Each element remains unchanged, so sum is 21.
Complexity Analysis
| Measure | Complexity | Explanation |
|---|---|---|
| Time | O(n √m) | Each element checks divisors up to sqrt(m), where m is max value |
| Space | O(m) | Storage for presence set or hash map |
The algorithm is efficient because divisor enumeration is bounded by the square root of the maximum value, and membership checks are constant time.
Test Cases
# provided examples
assert Solution().minArraySum([3,6,2]) == 7 # basic reduction via divisors
assert Solution().minArraySum([4,2,8,3]) == 9 # multiple replacements to same base
assert Solution().minArraySum([7,5,9]) == 21 # no valid replacements
# edge cases
assert Solution().minArraySum([1,1,1]) == 3 # 1 replaces everything but already minimal
assert Solution().minArraySum([10]) == 10 # single element
assert Solution().minArraySum([2,3,5,7]) == 17 # primes only, no replacements
assert Solution().minArraySum([6,3]) == 6 # 6 can become 3
assert Solution().minArraySum([100000,1]) == 2 # 1 dominates all
Test Summary
| Test | Why |
|---|---|
| [3,6,2] | validates standard divisor reduction |
| [4,2,8,3] | checks multiple elements collapsing to same minimum |
| [7,5,9] | ensures no-operation case works |
| [1,1,1] | smallest possible value edge case |
| [10] | single-element array |
| [2,3,5,7] | prime numbers with no divisors |
| [6,3] | direct divisibility replacement |
| [100000,1] | global minimum dominates |
Edge Cases
One important edge case is when the array contains only prime numbers. Since primes have no divisors other than 1 and themselves, and unless 1 is present, no replacement is possible. The implementation handles this correctly because no divisor in the set will be found during the scan, leaving values unchanged.

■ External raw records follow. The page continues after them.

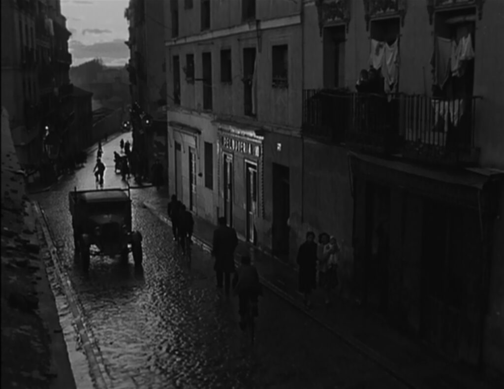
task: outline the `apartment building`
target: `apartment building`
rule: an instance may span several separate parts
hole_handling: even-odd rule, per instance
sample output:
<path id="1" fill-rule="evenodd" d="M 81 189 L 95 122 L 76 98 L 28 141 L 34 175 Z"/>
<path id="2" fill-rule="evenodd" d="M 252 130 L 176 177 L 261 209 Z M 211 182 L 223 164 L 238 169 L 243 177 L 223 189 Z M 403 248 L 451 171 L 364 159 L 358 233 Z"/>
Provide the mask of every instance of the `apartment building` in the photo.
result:
<path id="1" fill-rule="evenodd" d="M 159 158 L 167 172 L 166 84 L 164 9 L 168 2 L 130 0 L 125 16 L 130 37 L 130 95 L 139 109 L 132 113 L 133 149 L 140 156 L 140 168 L 150 175 L 150 167 Z M 149 120 L 146 118 L 149 118 Z M 152 118 L 151 121 L 150 118 Z"/>
<path id="2" fill-rule="evenodd" d="M 301 2 L 170 5 L 170 191 L 287 260 L 300 205 Z"/>
<path id="3" fill-rule="evenodd" d="M 502 377 L 504 3 L 304 1 L 302 14 L 301 230 L 351 240 L 369 309 Z M 358 92 L 370 66 L 379 87 Z"/>
<path id="4" fill-rule="evenodd" d="M 59 0 L 2 2 L 2 102 L 20 162 L 48 180 L 83 145 L 76 143 L 70 33 Z"/>

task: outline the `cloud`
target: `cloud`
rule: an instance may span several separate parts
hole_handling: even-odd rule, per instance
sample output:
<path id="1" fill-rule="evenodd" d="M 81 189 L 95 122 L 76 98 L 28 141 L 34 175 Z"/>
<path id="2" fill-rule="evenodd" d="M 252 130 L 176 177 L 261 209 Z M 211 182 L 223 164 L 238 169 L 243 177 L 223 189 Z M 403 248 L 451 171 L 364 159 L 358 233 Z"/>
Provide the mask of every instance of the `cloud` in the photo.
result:
<path id="1" fill-rule="evenodd" d="M 82 30 L 82 35 L 85 35 L 86 32 L 89 34 L 110 34 L 112 31 L 106 28 L 104 29 L 101 28 L 85 28 Z"/>
<path id="2" fill-rule="evenodd" d="M 130 57 L 130 49 L 123 39 L 98 42 L 92 44 L 84 44 L 78 40 L 71 40 L 69 45 L 72 55 L 76 59 L 106 57 L 113 60 Z"/>

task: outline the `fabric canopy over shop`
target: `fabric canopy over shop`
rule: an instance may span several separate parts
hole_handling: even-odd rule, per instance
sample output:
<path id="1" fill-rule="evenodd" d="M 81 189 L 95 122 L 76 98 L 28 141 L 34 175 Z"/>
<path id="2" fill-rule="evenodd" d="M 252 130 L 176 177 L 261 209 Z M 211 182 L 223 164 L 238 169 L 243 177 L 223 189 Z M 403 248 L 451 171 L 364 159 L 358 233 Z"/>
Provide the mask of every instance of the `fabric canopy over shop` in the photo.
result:
<path id="1" fill-rule="evenodd" d="M 504 178 L 504 174 L 487 170 L 442 170 L 353 152 L 349 155 L 353 176 L 472 208 L 479 206 L 477 191 Z"/>

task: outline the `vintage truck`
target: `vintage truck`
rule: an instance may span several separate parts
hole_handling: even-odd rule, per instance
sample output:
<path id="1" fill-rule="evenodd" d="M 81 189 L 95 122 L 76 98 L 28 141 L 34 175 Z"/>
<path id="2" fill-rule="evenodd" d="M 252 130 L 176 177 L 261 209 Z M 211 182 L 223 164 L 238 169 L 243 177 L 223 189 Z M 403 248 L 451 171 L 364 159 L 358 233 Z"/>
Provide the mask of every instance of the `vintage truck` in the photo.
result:
<path id="1" fill-rule="evenodd" d="M 130 252 L 142 266 L 142 234 L 132 231 L 131 196 L 127 189 L 78 191 L 69 193 L 74 244 L 85 271 L 91 255 L 120 255 L 127 264 Z"/>

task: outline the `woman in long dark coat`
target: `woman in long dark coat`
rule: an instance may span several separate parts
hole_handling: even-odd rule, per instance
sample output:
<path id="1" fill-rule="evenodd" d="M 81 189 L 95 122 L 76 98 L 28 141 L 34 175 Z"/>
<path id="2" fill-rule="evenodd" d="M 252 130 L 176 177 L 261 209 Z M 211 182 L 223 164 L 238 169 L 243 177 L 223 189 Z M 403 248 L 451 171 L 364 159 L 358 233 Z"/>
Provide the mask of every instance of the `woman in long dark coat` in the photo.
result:
<path id="1" fill-rule="evenodd" d="M 310 296 L 317 285 L 317 243 L 315 234 L 306 233 L 306 240 L 299 247 L 297 253 L 297 264 L 299 266 L 299 292 L 304 295 L 304 304 L 311 306 Z"/>

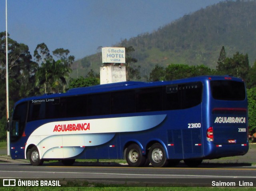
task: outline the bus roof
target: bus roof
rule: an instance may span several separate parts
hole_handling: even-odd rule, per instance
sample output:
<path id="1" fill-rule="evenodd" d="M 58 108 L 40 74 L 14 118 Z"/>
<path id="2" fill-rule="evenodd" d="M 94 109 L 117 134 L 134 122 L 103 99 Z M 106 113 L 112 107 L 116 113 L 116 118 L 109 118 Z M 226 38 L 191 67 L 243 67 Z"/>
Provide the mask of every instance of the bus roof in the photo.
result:
<path id="1" fill-rule="evenodd" d="M 189 83 L 193 82 L 202 81 L 206 80 L 233 80 L 242 82 L 242 80 L 236 77 L 226 76 L 205 76 L 188 78 L 176 80 L 169 81 L 159 81 L 151 82 L 124 82 L 106 84 L 101 84 L 92 86 L 77 88 L 71 89 L 66 93 L 56 94 L 46 94 L 41 96 L 33 96 L 23 98 L 17 101 L 15 105 L 17 104 L 33 99 L 40 99 L 46 98 L 53 98 L 56 97 L 70 96 L 72 96 L 82 95 L 87 94 L 93 94 L 95 93 L 104 92 L 106 92 L 114 91 L 121 90 L 129 90 L 131 89 L 140 88 L 148 87 L 158 86 L 165 86 L 168 84 L 182 84 Z"/>

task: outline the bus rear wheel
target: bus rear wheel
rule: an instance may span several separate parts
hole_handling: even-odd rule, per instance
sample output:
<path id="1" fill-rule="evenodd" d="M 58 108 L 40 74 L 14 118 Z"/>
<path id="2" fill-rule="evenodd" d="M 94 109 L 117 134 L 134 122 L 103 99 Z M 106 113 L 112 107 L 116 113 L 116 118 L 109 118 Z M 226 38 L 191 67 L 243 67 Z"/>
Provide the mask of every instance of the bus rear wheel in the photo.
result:
<path id="1" fill-rule="evenodd" d="M 126 149 L 125 159 L 129 166 L 139 167 L 146 163 L 146 157 L 142 155 L 140 147 L 136 144 L 132 144 Z"/>
<path id="2" fill-rule="evenodd" d="M 159 143 L 153 145 L 149 150 L 149 160 L 154 167 L 163 167 L 168 164 L 164 147 Z"/>
<path id="3" fill-rule="evenodd" d="M 33 147 L 30 150 L 29 160 L 33 166 L 40 166 L 44 163 L 44 161 L 40 159 L 38 150 L 36 146 Z"/>

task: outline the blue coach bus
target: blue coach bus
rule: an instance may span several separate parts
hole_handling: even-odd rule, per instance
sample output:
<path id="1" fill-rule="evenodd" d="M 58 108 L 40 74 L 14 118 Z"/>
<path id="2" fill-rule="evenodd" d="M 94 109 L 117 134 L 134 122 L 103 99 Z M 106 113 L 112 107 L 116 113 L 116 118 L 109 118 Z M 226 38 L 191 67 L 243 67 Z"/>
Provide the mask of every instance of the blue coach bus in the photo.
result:
<path id="1" fill-rule="evenodd" d="M 11 155 L 33 165 L 125 159 L 190 166 L 248 149 L 244 83 L 230 76 L 127 82 L 26 98 L 14 105 Z"/>

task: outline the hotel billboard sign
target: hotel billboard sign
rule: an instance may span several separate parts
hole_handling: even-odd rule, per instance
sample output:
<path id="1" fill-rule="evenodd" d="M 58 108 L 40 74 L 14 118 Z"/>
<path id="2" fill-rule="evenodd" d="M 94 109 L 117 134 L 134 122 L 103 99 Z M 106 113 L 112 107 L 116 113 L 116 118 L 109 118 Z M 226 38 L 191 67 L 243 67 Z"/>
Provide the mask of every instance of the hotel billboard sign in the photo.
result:
<path id="1" fill-rule="evenodd" d="M 102 48 L 102 63 L 125 63 L 125 48 Z"/>

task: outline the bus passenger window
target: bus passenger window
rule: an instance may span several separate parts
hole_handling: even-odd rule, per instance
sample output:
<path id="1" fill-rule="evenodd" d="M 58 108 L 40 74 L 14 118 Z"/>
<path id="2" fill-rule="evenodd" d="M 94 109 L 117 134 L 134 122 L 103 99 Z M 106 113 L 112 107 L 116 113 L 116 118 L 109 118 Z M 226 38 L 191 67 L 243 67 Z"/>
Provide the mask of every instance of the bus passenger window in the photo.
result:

Another edge case is when the value 1 appears in the array. Since 1 divides every integer, every element can be reduced to 1. The divisor scan correctly identifies 1 as a valid replacement and ensures all elements become 1.
A third edge case is a single-element array. Since there are no other indices available, no operation is possible. The algorithm naturally handles this because it only considers divisors within the array; the element remains unchanged and is directly added to the sum.